Datenschutz betrifft uns alle. Seit knapp einem Jahr mehr denn je. Ob Einkauf oder Arztbesuch: Wir müssen die Aushändigung unserer Daten quittieren. Gleichzeitig rüsten wir uns mit mobilen Wanzen aus und geben alles in Netzwerken preis. Die meisten Menschen warten nicht mehr auf weitere Bespitzelungs-Vorstöße seitens des Staates und der Instutitionen; sie geben alles freiwillig preis. Das menschliche Leben wird so zu einer komplett öffentlichen Veranstaltung in einer Gesellschaft der Voyeure und Exhibitionisten.

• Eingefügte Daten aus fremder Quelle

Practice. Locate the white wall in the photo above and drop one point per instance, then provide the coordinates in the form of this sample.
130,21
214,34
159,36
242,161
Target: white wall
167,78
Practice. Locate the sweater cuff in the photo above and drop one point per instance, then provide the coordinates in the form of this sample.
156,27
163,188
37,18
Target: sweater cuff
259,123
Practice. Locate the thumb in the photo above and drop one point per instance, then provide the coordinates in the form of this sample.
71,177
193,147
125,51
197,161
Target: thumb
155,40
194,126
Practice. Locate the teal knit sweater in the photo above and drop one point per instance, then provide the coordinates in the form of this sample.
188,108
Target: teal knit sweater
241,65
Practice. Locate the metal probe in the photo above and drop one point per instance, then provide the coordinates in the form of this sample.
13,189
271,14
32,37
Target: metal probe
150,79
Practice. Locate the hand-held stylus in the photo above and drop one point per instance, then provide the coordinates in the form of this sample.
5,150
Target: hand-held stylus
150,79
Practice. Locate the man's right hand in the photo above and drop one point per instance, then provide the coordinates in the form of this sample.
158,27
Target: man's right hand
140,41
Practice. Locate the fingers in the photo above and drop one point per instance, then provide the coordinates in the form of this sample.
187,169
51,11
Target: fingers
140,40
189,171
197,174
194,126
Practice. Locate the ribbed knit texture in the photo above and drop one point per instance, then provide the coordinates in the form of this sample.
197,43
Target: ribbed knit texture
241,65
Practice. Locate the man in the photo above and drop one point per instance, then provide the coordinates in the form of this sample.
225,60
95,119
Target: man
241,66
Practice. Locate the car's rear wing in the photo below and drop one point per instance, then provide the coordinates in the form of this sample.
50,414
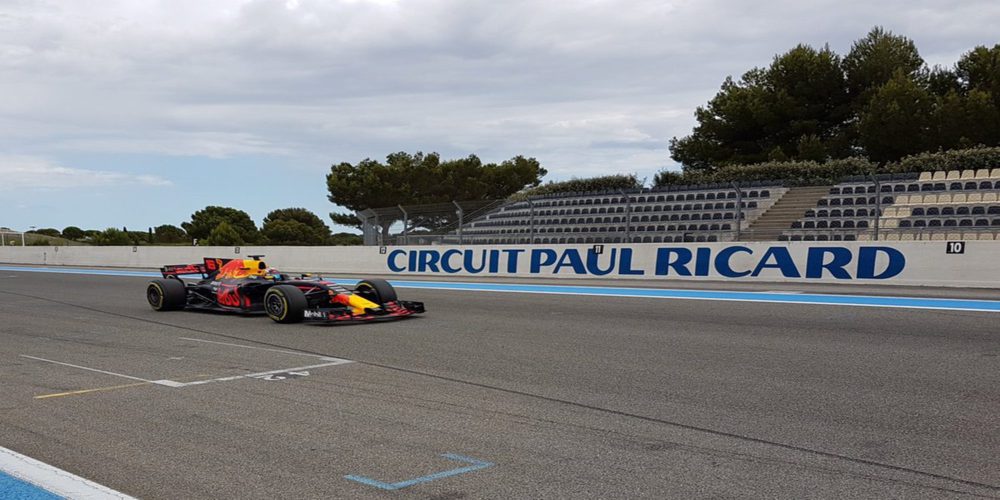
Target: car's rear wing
207,269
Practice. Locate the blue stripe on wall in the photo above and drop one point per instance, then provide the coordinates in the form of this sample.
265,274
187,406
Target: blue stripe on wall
659,293
12,488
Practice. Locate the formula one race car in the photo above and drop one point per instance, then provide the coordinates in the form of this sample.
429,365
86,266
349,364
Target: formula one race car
248,286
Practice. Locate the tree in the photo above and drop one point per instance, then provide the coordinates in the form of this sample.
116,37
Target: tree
897,120
409,179
979,69
799,99
112,237
73,233
170,234
224,235
962,121
294,226
344,239
875,59
48,231
205,221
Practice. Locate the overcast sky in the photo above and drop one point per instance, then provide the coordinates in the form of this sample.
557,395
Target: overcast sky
140,112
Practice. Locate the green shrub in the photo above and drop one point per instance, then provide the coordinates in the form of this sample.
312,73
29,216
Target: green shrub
112,237
604,183
954,159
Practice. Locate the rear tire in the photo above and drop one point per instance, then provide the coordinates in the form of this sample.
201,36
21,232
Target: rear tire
376,290
285,304
166,295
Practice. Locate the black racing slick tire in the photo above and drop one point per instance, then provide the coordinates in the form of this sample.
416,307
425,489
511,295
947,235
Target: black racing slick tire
376,290
166,295
285,304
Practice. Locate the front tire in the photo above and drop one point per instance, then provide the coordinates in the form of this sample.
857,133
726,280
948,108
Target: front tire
166,295
376,290
285,304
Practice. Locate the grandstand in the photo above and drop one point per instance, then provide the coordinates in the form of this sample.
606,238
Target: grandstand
703,213
941,205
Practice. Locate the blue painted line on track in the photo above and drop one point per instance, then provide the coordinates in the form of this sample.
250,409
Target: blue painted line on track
475,465
12,488
613,291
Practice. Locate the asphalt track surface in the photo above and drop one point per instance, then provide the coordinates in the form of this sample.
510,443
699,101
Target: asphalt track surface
546,396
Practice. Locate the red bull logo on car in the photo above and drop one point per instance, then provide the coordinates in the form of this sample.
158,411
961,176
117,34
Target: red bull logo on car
736,261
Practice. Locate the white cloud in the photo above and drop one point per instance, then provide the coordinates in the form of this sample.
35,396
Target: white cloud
583,84
27,173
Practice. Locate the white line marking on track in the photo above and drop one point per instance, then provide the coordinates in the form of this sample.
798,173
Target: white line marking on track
86,368
171,383
261,348
52,479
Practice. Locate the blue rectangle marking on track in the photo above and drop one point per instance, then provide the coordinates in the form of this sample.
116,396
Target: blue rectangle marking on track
14,488
475,465
632,292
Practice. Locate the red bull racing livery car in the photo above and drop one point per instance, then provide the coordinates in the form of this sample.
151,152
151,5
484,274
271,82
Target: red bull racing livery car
248,286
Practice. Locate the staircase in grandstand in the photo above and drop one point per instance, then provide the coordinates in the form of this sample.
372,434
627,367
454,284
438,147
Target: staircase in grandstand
778,218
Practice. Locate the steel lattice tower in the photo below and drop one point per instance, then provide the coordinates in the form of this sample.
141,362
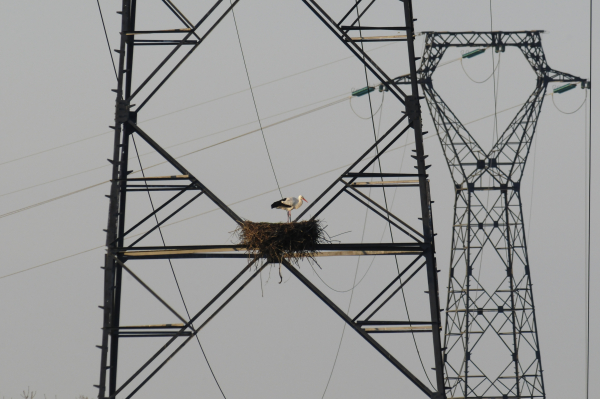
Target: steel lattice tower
491,338
412,246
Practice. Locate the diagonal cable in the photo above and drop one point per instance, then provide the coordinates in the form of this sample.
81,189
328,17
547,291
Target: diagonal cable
254,100
173,271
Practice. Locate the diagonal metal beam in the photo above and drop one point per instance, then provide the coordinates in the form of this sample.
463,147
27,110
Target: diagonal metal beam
182,42
175,212
182,330
358,329
154,294
184,343
363,156
184,171
356,50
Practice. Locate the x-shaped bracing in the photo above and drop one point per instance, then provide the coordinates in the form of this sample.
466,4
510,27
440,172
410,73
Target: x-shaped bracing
420,244
505,161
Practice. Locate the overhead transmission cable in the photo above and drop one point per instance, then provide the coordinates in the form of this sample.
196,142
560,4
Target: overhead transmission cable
186,108
254,99
210,211
205,136
193,152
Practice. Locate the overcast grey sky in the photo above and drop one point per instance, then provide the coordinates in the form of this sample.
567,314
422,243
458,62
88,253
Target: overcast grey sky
56,80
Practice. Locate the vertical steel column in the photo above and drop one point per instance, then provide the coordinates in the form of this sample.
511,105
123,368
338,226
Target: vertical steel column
413,110
116,213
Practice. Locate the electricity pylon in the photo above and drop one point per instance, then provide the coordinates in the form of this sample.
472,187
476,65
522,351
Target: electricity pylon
491,337
413,247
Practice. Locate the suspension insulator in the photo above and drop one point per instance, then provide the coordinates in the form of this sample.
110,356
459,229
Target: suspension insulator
473,53
564,88
362,92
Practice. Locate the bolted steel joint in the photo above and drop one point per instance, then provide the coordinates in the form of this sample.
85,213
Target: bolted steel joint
122,112
413,109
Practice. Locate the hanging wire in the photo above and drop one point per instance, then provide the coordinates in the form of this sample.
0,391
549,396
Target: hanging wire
254,100
173,270
486,79
589,223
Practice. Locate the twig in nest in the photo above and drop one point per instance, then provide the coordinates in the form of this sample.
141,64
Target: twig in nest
277,241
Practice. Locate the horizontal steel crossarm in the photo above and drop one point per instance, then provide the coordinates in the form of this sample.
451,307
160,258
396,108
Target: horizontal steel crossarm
224,251
357,50
178,46
184,171
485,38
553,75
356,327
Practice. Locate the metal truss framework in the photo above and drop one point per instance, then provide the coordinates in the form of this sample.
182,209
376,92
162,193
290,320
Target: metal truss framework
417,245
488,213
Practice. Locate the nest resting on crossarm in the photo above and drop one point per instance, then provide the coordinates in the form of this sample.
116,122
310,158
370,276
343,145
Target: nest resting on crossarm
277,241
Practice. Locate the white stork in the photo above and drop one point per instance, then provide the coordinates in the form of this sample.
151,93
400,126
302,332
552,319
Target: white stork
287,204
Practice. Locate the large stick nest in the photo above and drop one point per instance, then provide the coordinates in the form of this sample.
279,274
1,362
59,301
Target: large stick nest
277,241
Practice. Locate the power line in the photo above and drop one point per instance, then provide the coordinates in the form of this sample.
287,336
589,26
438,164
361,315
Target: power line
210,211
179,157
202,149
190,107
253,99
195,139
589,209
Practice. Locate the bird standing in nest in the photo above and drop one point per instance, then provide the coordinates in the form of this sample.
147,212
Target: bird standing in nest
288,204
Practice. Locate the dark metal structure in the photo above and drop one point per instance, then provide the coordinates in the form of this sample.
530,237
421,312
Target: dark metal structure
486,317
413,244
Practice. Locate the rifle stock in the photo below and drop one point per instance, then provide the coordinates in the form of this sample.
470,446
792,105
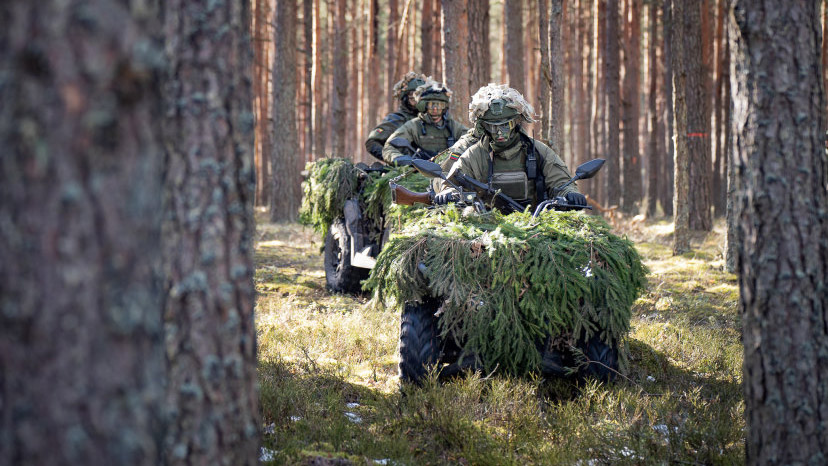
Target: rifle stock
402,196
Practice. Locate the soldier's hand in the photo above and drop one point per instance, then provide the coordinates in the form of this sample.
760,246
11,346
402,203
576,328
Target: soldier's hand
576,198
444,197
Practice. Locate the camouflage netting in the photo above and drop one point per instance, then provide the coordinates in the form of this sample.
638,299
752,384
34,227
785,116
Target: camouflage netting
332,181
481,99
510,282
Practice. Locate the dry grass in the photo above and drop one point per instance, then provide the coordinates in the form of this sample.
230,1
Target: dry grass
329,385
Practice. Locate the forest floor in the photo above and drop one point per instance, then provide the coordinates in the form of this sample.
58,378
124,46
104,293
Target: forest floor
330,392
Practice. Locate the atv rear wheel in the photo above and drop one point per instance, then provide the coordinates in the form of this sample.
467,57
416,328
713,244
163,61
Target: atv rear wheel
340,275
602,359
419,340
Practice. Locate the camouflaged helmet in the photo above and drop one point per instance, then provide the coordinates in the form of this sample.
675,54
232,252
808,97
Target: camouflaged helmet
408,83
497,103
431,90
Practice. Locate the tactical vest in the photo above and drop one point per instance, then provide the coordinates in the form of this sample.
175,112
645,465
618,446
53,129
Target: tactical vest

Mein bürgerliches Leben als Arbeitnehmer verbringe ich in der Verwaltung eines Krankenhauses. Datenschutz ist ja von jeher ein großes Thema im Gesundheitswesen. Die Datenschutzgrundverordnung (DSGVO) hat aber freilich auch dort für mehr Papieraufwand gesorgt. Das Arztgeheimnis ist empfindlich, geraten Daten in falsche Hände, kann das unangenehm bis teuer werden. Um sich abzusichern, holt jeder vorab allerlei Unterschriften zur Erlaubnis der Datenübermittlung ein. Ob nun Arztbericht oder Reha-Antrag: Die Daten eines Patienten gehören zunächst ihm. Falls er sie zur Behandlung abtreten muss, heißt das für ihn: Unterschreiben, unterschreiben und — ja genau — unterschreiben.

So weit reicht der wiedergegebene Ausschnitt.